レンジや冷蔵庫、お湯などもあり、売店ではカップ麺やお菓子なども購入できる。また、週末はキッチンカーがやってくるので、カレーやラーメンなどできたてのあたたかい食事を食べられるのも嬉しい。
伊豆海洋公園のおすすめアフターダイビングスポット
伊豆オーシャンBBQ
毎年3月ごろから9月ごろまで、伊豆海洋公園の芝生エリアで大海原を見ながらバーベキューが楽しめる。持ち込みや手ぶらプランなども選べ、ダイビング後にバーベキューをすることも可能だ。
海鮮料理 おかりば
伊豆高原駅やまもプラザ内にある飲食店。地物の魚を使ったお寿司や、金目鯛の煮付け、海鮮丼など、伊豆ならではの海鮮料理をいただける。
伊豆海洋公園のまとめ
日本初のダイビング専用施設として60年以上の歴史を重ねてきた伊豆海洋公園。
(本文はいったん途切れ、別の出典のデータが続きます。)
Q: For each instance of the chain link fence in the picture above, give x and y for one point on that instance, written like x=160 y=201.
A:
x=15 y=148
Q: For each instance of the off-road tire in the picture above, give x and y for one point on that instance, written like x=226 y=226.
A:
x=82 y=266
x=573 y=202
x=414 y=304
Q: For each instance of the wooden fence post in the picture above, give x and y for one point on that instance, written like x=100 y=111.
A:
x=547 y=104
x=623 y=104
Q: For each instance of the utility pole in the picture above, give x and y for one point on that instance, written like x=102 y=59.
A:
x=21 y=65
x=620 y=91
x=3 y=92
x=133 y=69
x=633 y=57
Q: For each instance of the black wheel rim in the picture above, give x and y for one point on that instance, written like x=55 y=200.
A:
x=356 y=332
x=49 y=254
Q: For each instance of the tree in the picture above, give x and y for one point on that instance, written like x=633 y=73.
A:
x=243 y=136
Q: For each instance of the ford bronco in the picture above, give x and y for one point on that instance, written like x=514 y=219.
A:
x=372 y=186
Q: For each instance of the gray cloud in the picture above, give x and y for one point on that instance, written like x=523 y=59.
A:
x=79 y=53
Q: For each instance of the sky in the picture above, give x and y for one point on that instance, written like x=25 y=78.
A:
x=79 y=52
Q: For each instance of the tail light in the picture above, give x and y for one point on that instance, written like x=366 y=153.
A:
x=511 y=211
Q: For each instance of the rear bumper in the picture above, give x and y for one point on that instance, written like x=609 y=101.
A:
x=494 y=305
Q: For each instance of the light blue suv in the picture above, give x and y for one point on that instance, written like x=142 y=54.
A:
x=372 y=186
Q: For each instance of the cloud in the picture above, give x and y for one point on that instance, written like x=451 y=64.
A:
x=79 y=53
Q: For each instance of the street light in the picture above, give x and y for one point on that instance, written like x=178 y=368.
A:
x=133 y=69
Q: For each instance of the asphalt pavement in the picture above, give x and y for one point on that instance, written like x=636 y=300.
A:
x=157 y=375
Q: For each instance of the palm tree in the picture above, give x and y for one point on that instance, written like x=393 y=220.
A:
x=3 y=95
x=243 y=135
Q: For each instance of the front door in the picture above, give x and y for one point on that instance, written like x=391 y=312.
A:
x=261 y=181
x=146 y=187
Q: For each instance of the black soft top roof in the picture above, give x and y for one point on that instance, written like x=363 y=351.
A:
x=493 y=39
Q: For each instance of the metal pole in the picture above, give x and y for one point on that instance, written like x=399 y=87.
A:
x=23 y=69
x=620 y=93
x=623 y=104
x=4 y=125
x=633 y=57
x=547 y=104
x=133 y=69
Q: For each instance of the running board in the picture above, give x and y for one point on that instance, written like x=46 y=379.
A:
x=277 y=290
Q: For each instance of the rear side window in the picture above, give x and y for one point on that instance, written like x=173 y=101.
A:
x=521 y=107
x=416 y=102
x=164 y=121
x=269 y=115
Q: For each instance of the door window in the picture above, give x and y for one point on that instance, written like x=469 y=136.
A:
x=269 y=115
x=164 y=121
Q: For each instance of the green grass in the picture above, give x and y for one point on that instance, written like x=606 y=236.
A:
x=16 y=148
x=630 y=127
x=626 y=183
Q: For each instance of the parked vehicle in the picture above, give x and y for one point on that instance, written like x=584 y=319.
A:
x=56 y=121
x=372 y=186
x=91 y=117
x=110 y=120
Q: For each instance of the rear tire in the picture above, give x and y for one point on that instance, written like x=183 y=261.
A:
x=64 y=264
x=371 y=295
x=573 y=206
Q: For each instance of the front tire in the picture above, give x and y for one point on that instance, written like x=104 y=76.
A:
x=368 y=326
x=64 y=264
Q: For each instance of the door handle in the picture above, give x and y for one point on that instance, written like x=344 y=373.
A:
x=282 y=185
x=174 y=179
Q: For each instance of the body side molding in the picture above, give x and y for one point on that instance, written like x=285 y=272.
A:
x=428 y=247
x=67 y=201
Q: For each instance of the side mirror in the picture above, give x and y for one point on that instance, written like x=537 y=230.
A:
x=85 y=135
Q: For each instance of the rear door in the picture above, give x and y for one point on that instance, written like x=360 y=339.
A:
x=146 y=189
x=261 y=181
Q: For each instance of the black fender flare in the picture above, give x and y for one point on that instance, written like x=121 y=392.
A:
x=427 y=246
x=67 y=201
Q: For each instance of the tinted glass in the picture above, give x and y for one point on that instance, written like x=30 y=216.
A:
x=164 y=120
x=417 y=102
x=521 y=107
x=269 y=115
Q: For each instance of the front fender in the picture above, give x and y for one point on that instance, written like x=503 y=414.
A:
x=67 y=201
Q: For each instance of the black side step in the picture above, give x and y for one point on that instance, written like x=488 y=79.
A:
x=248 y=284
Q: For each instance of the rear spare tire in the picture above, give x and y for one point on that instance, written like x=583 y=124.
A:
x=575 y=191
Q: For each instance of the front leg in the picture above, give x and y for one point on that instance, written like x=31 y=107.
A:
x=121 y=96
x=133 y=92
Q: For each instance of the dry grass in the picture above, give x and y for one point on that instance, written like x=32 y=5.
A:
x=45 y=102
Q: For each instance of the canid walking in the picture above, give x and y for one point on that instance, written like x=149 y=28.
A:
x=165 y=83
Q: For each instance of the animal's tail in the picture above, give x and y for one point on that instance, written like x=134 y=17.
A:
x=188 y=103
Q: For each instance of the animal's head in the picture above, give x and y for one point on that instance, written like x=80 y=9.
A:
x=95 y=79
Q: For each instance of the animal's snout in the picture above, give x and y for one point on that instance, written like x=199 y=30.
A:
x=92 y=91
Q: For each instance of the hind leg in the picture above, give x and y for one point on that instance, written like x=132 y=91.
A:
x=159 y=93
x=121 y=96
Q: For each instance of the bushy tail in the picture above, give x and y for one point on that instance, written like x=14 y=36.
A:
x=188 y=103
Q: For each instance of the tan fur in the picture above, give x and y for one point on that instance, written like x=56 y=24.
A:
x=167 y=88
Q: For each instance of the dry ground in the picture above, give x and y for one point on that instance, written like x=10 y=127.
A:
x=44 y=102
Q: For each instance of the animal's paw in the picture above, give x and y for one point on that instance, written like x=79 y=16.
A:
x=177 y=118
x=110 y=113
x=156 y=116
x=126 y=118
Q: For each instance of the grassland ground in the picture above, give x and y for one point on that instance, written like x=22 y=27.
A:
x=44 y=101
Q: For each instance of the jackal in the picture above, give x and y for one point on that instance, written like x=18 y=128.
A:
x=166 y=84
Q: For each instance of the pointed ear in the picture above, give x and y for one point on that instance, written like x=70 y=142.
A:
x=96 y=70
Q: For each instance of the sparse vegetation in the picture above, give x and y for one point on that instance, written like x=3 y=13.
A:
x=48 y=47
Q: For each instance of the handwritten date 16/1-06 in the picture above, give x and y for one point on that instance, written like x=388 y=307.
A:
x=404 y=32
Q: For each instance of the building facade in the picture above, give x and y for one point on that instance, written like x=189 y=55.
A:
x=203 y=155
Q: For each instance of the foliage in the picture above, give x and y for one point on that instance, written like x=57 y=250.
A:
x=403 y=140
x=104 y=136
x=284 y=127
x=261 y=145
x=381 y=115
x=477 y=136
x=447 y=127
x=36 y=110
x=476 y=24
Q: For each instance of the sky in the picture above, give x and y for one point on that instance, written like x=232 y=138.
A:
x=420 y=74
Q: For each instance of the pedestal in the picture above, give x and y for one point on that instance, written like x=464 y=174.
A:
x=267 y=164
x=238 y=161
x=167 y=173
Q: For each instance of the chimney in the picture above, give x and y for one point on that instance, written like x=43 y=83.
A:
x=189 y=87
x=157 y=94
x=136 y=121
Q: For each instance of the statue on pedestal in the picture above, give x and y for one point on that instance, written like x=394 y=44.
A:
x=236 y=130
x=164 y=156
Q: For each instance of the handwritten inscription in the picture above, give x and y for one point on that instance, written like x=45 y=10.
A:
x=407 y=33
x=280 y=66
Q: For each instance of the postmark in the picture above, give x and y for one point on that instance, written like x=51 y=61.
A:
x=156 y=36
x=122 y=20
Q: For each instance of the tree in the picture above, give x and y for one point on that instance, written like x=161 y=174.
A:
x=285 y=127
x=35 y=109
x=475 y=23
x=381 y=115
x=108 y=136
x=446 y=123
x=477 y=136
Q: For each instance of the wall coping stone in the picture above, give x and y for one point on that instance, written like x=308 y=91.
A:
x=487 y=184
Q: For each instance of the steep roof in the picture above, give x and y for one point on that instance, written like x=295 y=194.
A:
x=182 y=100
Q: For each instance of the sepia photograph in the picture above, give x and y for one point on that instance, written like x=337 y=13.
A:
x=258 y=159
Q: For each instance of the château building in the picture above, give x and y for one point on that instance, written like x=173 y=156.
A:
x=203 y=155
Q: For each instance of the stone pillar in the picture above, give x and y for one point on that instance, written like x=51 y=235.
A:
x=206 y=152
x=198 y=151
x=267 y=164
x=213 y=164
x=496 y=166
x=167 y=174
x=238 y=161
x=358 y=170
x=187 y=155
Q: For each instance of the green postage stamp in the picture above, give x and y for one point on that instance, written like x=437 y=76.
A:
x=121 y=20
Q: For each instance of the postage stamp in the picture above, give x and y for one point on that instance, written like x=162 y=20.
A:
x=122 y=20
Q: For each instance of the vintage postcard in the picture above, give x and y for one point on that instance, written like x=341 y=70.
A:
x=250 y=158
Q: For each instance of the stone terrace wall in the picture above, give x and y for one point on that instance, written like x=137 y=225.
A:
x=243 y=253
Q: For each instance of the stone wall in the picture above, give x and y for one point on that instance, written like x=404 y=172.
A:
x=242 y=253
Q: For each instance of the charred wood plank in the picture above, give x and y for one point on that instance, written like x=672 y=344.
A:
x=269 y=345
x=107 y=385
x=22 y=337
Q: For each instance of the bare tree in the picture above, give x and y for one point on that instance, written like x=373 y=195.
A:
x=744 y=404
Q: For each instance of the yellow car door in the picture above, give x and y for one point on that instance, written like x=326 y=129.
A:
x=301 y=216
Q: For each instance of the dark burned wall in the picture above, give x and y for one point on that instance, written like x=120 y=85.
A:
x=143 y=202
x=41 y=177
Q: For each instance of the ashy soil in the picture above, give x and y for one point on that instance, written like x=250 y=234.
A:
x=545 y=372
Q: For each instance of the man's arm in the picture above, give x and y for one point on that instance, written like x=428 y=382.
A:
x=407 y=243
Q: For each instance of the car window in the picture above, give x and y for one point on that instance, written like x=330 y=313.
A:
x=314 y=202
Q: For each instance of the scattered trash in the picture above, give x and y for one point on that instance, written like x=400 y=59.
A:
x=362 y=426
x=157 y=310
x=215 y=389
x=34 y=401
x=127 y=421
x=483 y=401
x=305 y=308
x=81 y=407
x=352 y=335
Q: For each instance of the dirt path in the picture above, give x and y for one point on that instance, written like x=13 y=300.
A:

多くの生き物が暮らす溶岩地形の「箱庭」は、初心者からベテランまで何度訪れても新しい発見をもたらしてくれる。
ハロウィンやクリスマス、お正月などの季節ごとのイベントも充実しており、ダイビングの楽しみを何倍にも広げてくれる。伊豆を代表するこのスポットに、ぜひ一度潜ってほしい。